Alors même que l’on sait que le ruissellement économique en faveur des territoires environnants n’existe pas, la métropolisation est actée aujourd’hui. Dans la dépossession des territoires à l’heure de la mondialisation, elle accompagne la centralisation séculaire dont elle n’est que le dernier avatar, et ceci doublement : au plan du fonctionnement des institutions régionales, d’abord, par une « centralisation régionale » ( on retrouve d’ailleurs le même phénomène à l’intérieur des nouveaux EPCI à périmètre élargi, dans lesquelles les petites communes sont écrasées par la sur-représentation de fait des « communes -centres ») et, plus globalement ensuite, au plan hexagonal, chaque métropole étant comprise avant tout comme le relais de la capitale, la « Métropole des métropoles ».
Cette métropolisation, loin d’être la recette miracle, n’est en fait qu’une pure et simple adaptation à la mondialisation, induite par le néo-libéralisme économique, sur laquelle il n’est pas question de s’interroger, même si les doutes sont de plus en plus forts[3] : il faut y voir avant tout un aveu implicite d’impuissance, ou la marque d’absence de volonté politique en faveur des territoires et plus généralement de l’affaiblissement du pouvoir de l’État[4].
Tout ceci conduit en matière politique à un profond sentiment de mépris ressenti par les populations de ces territoires « de seconde zone », péri-urbains comme ruraux. Ce ressenti a d’ailleurs été alimenté par la volonté de « modernisation/adaptation » à marche forcée affichée par le pouvoir en place depuis juin 2017 et renforcé par les paroles pour le moins « malencontreuses » mais cependant très explicites du président Macron à l’égard de certaines catégories sociales de beaucoup de ces territoires considérés comme « attardés ». Ainsi a pris naissance un fort sentiment de discrimination qui a pris de la consistance en rencontrant une profonde perte de confiance envers la classe politique traditionnelle.
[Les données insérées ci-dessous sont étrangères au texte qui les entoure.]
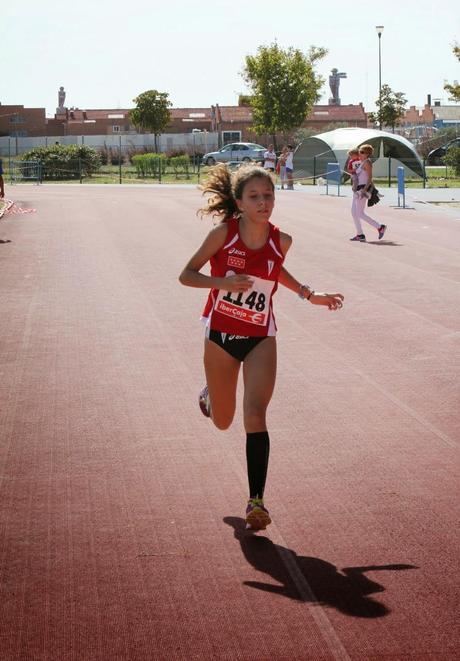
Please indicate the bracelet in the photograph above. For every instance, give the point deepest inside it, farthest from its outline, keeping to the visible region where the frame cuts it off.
(310, 292)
In fine cela débouche sur une perte de foi en l’avenir individuel et collectif au sein de nombreux territoires de la République, cartographiés d’ailleurs par le vote populiste. Telle est la fracture démocratique.
Ce nouvel état de fait n’est pas vraiment spécifique à la société hexagonale et il peut y conduire aussi à une victoire des partis populistes. Mais il y prend une acuité particulière tant les principes d’uniformité et de centralisation sont au soubassement des institutions et des méthodes qui régissent la vie politique au sein de la République. Et ses conséquences sont apparues de plus en plus inacceptables pour une opinion publique gavée de promesses, irréalistes pour beaucoup, et inatteignables à court terme pour d’autres.
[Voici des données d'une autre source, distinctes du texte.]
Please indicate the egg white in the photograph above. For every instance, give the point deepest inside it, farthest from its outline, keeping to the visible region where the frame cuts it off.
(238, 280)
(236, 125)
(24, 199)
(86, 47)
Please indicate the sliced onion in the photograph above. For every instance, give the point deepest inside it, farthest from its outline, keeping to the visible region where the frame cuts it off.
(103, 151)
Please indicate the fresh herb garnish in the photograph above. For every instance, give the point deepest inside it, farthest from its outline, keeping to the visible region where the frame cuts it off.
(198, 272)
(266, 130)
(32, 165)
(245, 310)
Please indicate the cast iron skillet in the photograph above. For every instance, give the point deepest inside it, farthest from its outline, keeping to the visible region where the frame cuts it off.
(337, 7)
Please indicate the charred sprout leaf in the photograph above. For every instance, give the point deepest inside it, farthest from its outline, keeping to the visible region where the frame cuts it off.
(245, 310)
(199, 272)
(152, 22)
De là l’aversion envers les dirigeants actuels et les tensions violentes qui en ont découlé, d’autant que, la disparition des « corps intermédiaires » aidant, il est clairement apparu que seule la violence était de nature à amener les autorités à prendre en considération les revendications. Même si cette violence est à condamner sans réserve, ce constat ne peut pas être occulté et en dit long sur les responsabilités. Il s’agit là d’un défaut patent de fonctionnement démocratique du système politique hexagonal, porté à son paroxysme par la présidence « jupitérienne » mais qui est fondamentalement lié à la conception profonde de la République centralisée. La réponse autoritaire qui se met en place par l’élaboration de nouveaux dispositifs destinés à réprimer les « casseurs » est dès lors profondément inadaptée à la situation ; elle nous conduit subrepticement de la démocratie néo-libérale vers la démocratie « illibérale » que l’on voit fleurir sur la planète. Et ce n’est pas le grand débat public qui changera la donne, tellement les dés en semblent pipés d’avance : les suggestions les plus populistes contenues dans la lettre présidentielle d’ouverture du débat, reprises des projets de réformes (dont la diminution du nombre d’élus de nature à porter atteinte à la représentation des territoires), sont une manière pour le Pouvoir de s’assurer d’une convergence minimale qui pourrait être fort utile politiquement…
Si l’on veut éviter un fracas encore plus grand que celui en cours, il ne suffira pas de continuer à penser l’avenir des territoires et de leurs populations en termes de mesures d’accompagnement dans le cadre d’un système qui, vu son évolution, est de nature à les condamner inexorablement, tant il est vrai qu’ils sont les éternels oubliés des politiques générales. C’est à une refonte en profondeur du système politique hexagonal -et européen- qu’il convient de s’atteler en donnant les moyens aux territoires eux-mêmes, par des institutions renouvelées, d’impulser en leur sein une nouvelle dynamique sociale, économique et environnementale ; et ceci en liant les problématiques territoriale et environnementale, toutes deux mises à mal par l’ambiance néolibérale outrageusement dominante.
Gustave Alirol, président de Régions et Peuples Solidaires
[1] On sait au surplus, selon l’INSEE, que 20 % des ménages les plus aisés induisent 29 % des émissions de CO2 alors que les plus modestes n’en induisent que 11 %.
[2] Articles L 4251-14 & L. 4251-15 du CGCT.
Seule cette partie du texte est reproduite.